Dans ce livre, on apprend qui vous êtes. Vous rendez aussi hommage à vos parents.

J'avais trois sœurs, j'en ai perdu deux à Oradour, avec ma maman.

Robert Hébras

à franceinfo

Je suis d'une famille modeste.. J'ai passé mon enfance et mon adolescence dans le village. Avant, c'était une vie tranquille.

Au moment où les nazis arrivent, vous êtes en train de discuter avec vos camarades. Vous parlez de foot et là, vous voyez des blindés chenillés arriver.

Oui. On entend le bruit, on se retourne et on voit les véhicules chenillés qui passent devant nous. J'ai mon camarade, Martial, qui me dit : "J'ai peur, je vais me cacher". Je lui ai répondu : mais que veux-tu qu'ils nous fassent ?

À ce moment-là, effectivement, personne ne prend conscience de ce qui est en train de se passer.

Non. On n'en prend pas conscience car d'abord, on ne sait pas ce qui s'est passé, la veille, à Tulle. Si on avait su, ça nous aurait mis la puce à l'oreille. Ce qu'on connaît aujourd'hui, on l'a appris après. En plus, ils n'étaient pas agressifs à ce moment-là.

Au début, ça se passe d'une façon très calme. Les Allemands rentrent dans chaque maison, ils en sortent les occupants, les uns après les autres. Ils crient : "Place" pour que tout le monde s'y réunisse et scindent la population en deux groupes.

Oui. C'est-à-dire qu'on est sur la place, tous ensemble. Personne n'avait imaginé ce qui allait se passer.

Il y a cette grange Laudy. Vous passez devant les Allemands et ils vous demandent d'y rentrer.

Nous, les hommes, on nous fait mettre sur le trottoir, face au mur. Ils avaient des armes.

Et vous regardez votre maman s'éloigner d'ailleurs...

Oui, je regarde ma maman qui se retournait d'ailleurs, qui s'inquiétait beaucoup pour moi. Je ne me suis pas rendu compte de ce qu'il se passait.

D'un seul coup, l'un des soldats demande à ce que vous vous leviez.

A un moment donné, il y a un soldat qui fait le tour de notre groupe, en nous faisant signe de nous lever. On se lève et le temps qu'ils reviennent dans l'entrée de la grange, il y a une détonation dans le village qui donnait le signal de la fusillade.

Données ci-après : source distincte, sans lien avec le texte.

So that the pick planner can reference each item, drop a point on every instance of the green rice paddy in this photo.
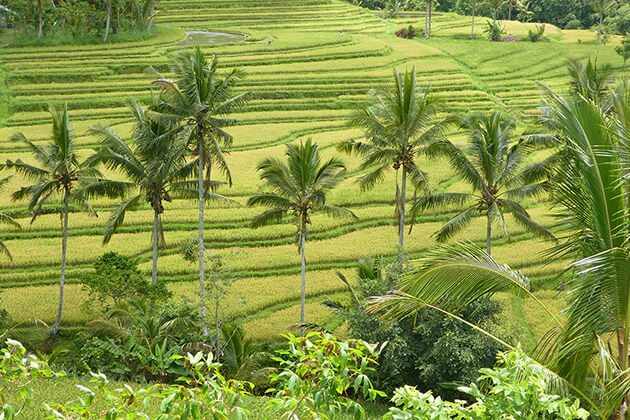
(309, 65)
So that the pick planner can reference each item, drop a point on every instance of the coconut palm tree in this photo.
(298, 188)
(156, 167)
(588, 351)
(57, 172)
(398, 124)
(493, 166)
(201, 99)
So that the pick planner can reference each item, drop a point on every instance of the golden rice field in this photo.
(309, 65)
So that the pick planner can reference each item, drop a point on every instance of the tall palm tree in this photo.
(298, 188)
(589, 351)
(493, 166)
(57, 172)
(201, 99)
(157, 169)
(428, 18)
(398, 124)
(7, 220)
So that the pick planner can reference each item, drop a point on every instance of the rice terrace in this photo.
(406, 164)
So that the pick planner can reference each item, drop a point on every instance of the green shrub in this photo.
(536, 35)
(515, 389)
(319, 373)
(431, 351)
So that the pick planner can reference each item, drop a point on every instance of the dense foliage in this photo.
(431, 351)
(79, 20)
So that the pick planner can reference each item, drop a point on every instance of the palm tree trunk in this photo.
(303, 291)
(401, 220)
(202, 249)
(217, 323)
(488, 235)
(108, 18)
(64, 247)
(155, 239)
(40, 18)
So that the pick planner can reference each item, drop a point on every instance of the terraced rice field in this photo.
(309, 64)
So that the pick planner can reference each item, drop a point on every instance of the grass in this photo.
(309, 65)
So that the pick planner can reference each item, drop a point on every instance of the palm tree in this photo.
(494, 170)
(59, 172)
(601, 7)
(428, 17)
(156, 167)
(588, 185)
(398, 125)
(201, 99)
(298, 188)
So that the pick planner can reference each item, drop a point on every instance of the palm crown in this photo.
(58, 169)
(494, 168)
(155, 165)
(298, 187)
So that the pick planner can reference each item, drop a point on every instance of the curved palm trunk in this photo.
(155, 239)
(488, 235)
(401, 220)
(108, 19)
(64, 247)
(40, 18)
(303, 291)
(427, 19)
(202, 270)
(217, 322)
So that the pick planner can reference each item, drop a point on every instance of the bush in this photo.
(573, 24)
(536, 35)
(619, 21)
(319, 373)
(515, 389)
(116, 279)
(141, 342)
(494, 30)
(408, 33)
(431, 351)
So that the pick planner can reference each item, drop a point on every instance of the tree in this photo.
(474, 5)
(108, 19)
(157, 169)
(200, 99)
(298, 188)
(587, 353)
(58, 173)
(624, 50)
(601, 7)
(494, 169)
(398, 124)
(428, 17)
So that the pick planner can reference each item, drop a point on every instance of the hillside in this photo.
(309, 64)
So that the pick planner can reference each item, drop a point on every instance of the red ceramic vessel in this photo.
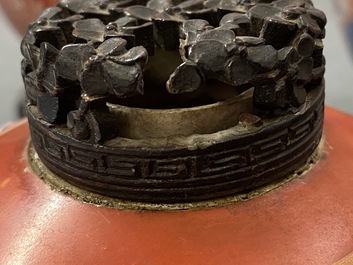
(22, 12)
(307, 221)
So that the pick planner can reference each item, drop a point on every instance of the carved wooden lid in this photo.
(175, 101)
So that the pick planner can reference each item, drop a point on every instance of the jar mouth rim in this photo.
(142, 123)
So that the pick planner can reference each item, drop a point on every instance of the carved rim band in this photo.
(227, 164)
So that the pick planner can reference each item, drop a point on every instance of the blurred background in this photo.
(339, 74)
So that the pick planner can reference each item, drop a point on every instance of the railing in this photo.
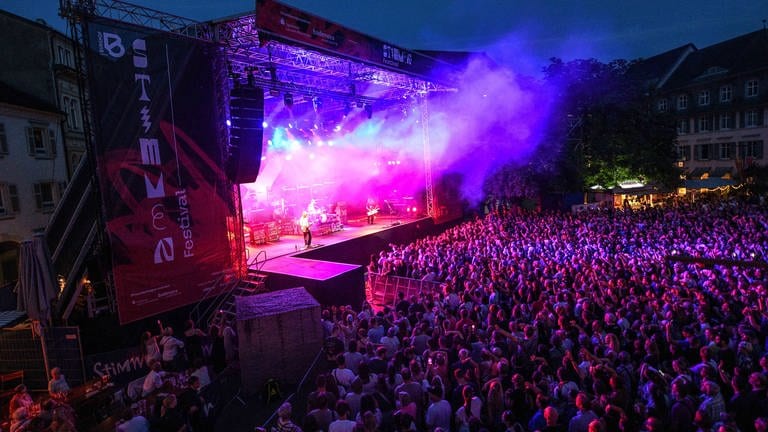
(381, 290)
(224, 290)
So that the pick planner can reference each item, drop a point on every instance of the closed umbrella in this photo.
(36, 287)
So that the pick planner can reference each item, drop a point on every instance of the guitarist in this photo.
(371, 208)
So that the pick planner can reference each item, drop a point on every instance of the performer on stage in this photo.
(304, 225)
(371, 208)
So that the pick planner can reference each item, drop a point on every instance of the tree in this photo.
(612, 134)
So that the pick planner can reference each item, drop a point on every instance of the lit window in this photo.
(752, 118)
(41, 142)
(705, 124)
(726, 93)
(726, 150)
(47, 194)
(9, 200)
(726, 121)
(751, 88)
(704, 98)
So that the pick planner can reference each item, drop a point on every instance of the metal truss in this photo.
(116, 10)
(278, 66)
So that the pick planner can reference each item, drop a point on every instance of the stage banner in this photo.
(159, 158)
(282, 22)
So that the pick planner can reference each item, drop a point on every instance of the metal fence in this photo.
(381, 290)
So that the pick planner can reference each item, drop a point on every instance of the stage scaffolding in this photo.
(279, 67)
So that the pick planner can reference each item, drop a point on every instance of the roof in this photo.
(745, 53)
(654, 70)
(710, 183)
(13, 96)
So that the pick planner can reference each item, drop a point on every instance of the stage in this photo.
(333, 269)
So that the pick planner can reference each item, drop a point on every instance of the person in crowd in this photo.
(342, 423)
(131, 422)
(218, 353)
(193, 341)
(20, 420)
(150, 349)
(170, 417)
(154, 379)
(173, 351)
(57, 385)
(439, 412)
(61, 422)
(284, 422)
(322, 413)
(20, 399)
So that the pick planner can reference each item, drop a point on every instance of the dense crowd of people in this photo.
(652, 320)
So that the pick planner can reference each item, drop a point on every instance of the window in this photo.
(751, 118)
(71, 106)
(41, 142)
(750, 149)
(726, 121)
(65, 56)
(704, 98)
(705, 124)
(751, 88)
(726, 93)
(47, 194)
(3, 140)
(9, 200)
(726, 150)
(703, 151)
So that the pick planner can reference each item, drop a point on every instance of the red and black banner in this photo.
(158, 150)
(285, 22)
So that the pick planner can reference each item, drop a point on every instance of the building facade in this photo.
(719, 98)
(33, 167)
(41, 61)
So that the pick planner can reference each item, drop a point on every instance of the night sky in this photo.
(523, 35)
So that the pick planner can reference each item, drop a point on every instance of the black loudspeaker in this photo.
(246, 132)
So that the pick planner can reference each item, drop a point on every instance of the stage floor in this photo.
(291, 245)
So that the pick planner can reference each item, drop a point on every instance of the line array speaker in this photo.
(246, 133)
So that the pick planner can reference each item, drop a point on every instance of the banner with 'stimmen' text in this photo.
(158, 149)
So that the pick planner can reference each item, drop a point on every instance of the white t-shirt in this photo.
(342, 426)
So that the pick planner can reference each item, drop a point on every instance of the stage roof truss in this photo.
(295, 68)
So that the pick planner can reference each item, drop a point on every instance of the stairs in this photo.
(226, 314)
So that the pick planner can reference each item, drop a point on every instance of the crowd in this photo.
(652, 320)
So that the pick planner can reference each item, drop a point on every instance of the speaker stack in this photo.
(246, 113)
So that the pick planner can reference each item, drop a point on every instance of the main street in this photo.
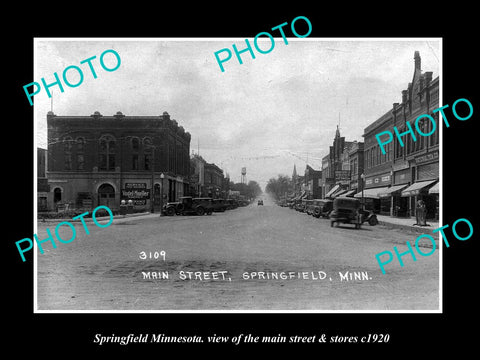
(250, 258)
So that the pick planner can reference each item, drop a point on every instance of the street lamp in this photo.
(162, 176)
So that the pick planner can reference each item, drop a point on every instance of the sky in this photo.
(267, 114)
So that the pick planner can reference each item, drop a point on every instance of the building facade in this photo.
(313, 180)
(406, 174)
(101, 160)
(44, 196)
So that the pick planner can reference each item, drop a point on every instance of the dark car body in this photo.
(322, 207)
(347, 211)
(188, 205)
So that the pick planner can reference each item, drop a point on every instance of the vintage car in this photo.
(309, 207)
(219, 205)
(188, 205)
(346, 210)
(322, 207)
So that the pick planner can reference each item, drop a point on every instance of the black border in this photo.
(47, 333)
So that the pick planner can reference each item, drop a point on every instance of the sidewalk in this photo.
(407, 224)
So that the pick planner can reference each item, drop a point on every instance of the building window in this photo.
(67, 144)
(107, 146)
(80, 162)
(80, 144)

Là, ils vous tirent dessus. La totalité de vos amis tombe. Vous-même, vous tombez, gravement blessé.

Oui, je tombe je ne sais pas comment et je me retrouve sous les autres.

Et vous ne bougez pas. Vous prenez le parti de ne pas bouger, de ne pas montrer que vous êtes vivant.

Lorsque le feu m'atteint, je prends la décision de sortir, persuadé d'être tué par l'incendie. Je ne voulais pas mourir brûlé vif.

Et là, vous vous retrouvez finalement avec quelques camarades. Vous êtes vraiment une poignée à vous en sortir.

On se retrouve à cinq, à se préserver, pendant tout l'après-midi, des soldats et du feu.

Pendant la nuit, vous allez partir rejoindre une de vos sœurs qui n'habite pas à Oradour. C'est là que vous allez retrouver votre père et vous êtes persuadé à ce moment-là que vous allez bientôt pouvoir retrouver les femmes de votre vie, votre mère et vos deux autres sœurs...

Quand j'ai expliqué à mon père ce qu'il s'était passé, qu'on avait emmené les femmes à l'extérieur, mon père, sans rien me dire, a pris sa bicyclette et a été jusqu'à Oradour. Il s'est approché de l'église et il a vu le massacre dans l'église.

Mon père est revenu d’Oradour-sur-Glane et m'a dit : ‘Tu ne reverras plus ta mère et tes sœurs, ils les ont brûlées dans l'église’. Je crois que ça a été le choc le plus important de ma vie.

Robert Hébras

à franceinfo

Agathe, vous êtes devenue l'oxygène de votre grand-père.

Agathe Hébras : C'est réciproque. On est liés même sans être ensemble.

Que représente ce grand-père pour vous ?

Moi, je dis souvent que c'est mon super héros. J'ai cru très longtemps qu'il était immortel. J'ai mis longtemps à réaliser que je ne l'aurais pas toute ma vie. Je sais qu'une de ses craintes était de ne pas me voir aller à l'école. Il voulait me voir à neuf ans, l'âge de sa petite-sœur Denise, qui est partie à Oradour. C'est le premier homme de ma vie.

Tant que vous serez en vie, Robert, vous témoignerez ?

Robert Hébras : Oui, c'est essentiel de témoigner.